05/11/2012

Le roi est mort, vive le roi

Certains auront remarqués que la moitié du canton a subi une élection pour laquelle il n’aura eu aucun mot à dire. En revanche, il m’a fallu rechercher l’information pour la Cours des Comptes afin de constater que la majorité des votants n’est pas extrémiste, Ville et Canton confondu.

Au delà de ce constat, une question demeure. Comment les partis sélectionnent-ils leurs candidats, avec quels critères? Se plient-ils à une pesée d’intérêt que toute candidature devrait imposer ?

En effet, comment ne pas supputer que la frilosité initial du vainqueur à l’élection complémentaire de la Ville tenait plus au confort de son quotidien, à savoir un emploi stable, confortable agrémenté par un engagement politique raisonnable, qui pourrait lui reprocher une telle lucidité? Une personne sainement constituée ne cherche pas une telle médiatisation afin de ne pas devenir une cible. 

Le nom de plusieurs narcissiques patentés me vient à l’esprit lorsque je me pose cette question. Faisons un jeu et voyons si les mêmes nous reviennent en tête. Je me réjouis de lire vos commentaire!

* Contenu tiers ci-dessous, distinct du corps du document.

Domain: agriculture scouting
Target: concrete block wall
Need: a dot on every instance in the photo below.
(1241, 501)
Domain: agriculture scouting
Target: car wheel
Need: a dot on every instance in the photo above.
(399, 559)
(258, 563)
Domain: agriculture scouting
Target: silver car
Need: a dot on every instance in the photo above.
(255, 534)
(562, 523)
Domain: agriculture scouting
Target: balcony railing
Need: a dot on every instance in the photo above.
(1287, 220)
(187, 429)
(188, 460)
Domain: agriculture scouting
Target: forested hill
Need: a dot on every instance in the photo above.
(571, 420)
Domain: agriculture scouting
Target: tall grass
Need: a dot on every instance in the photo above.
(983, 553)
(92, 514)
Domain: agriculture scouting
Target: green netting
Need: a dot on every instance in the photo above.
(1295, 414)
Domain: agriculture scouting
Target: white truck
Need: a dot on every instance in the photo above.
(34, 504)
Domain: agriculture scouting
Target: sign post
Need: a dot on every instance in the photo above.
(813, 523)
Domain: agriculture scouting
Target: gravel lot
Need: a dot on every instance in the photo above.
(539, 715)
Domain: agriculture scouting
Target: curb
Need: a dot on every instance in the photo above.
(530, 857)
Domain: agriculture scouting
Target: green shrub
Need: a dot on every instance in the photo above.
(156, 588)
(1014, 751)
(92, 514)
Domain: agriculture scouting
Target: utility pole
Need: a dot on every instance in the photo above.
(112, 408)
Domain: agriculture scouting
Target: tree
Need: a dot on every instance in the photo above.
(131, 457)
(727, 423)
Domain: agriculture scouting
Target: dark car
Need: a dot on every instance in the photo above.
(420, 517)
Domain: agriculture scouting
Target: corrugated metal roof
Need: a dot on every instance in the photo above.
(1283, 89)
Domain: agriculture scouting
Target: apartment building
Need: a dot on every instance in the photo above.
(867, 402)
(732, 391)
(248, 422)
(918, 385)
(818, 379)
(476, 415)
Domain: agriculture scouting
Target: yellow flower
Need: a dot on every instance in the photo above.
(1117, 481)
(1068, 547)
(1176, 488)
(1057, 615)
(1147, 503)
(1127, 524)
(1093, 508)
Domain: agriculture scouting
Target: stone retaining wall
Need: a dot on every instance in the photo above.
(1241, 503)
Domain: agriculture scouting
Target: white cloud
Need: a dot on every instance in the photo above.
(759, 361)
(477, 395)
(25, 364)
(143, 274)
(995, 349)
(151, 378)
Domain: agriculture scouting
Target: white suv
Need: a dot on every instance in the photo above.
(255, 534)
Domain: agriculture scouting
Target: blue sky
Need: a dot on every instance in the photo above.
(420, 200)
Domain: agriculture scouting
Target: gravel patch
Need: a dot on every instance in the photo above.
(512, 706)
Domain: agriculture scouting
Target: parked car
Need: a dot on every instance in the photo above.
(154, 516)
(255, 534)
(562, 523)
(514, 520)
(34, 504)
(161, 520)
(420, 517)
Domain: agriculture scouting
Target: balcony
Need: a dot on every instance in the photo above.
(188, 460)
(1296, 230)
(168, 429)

En revanche, je ne me demande pas ce qui pourrait les motiver car je suis persuadé que la rémunération liée à la fonction n’y est pas étrangère. Ajoutez le faste du décorum, l’idée de conditionner "doctement" son travail en multipliant les séances et autres griseries du pouvoir, et vous obtiendrez la chimie gagnante aux candidatures à répétition, aux stratagèmes guerriers des temps de paix avec, en point de mire, le rêve d’être confortablement retraité avant l’âge légal, en ayant "travailler" que 8 ans. 

A moins que les formations politiques participent à une course qu’ils ne maitrisent pas, ce qui ne me semble guère être le cas, je dois avouer que le tandem PLR-PDC me surprend par sa stratégie. Son discours séduit et la distance qui s’est installée avec l’UDC semble desservir la cause de la droite décomplexée.

La notion « ni de gauche ni de droite mais surtout pas de gauche » semble diviser les électeurs et leurs voix se regroupent autour de la nouvelle Entente. Peut-être est-ce le moment de quitter cette image de centre-mou afin d’assumer l’idée que l’économie à ses règles et qu'elles ne sont pas fusionnelles à la politique mais dont le produit doit servir au maximum le quotidien de la République.

Alors, nos politiciens sont-ils des traders du gouvernement ou une infime idée d’altruisme guide leurs actions? Pour ma part, je ne me laisserai pas séduire par les discours enjôleurs, aussi récents soient-ils. 

Je serai de gauche tant que la droite réagira par réflexe aux idées progressistes qui ne sont pas issues de ses rangs, comme je serai de droite tant que la gauche locale se servira de la misère du monde pour mettre en place une politique antinomique aux yeux des citoyennes et des citoyens de ce canton.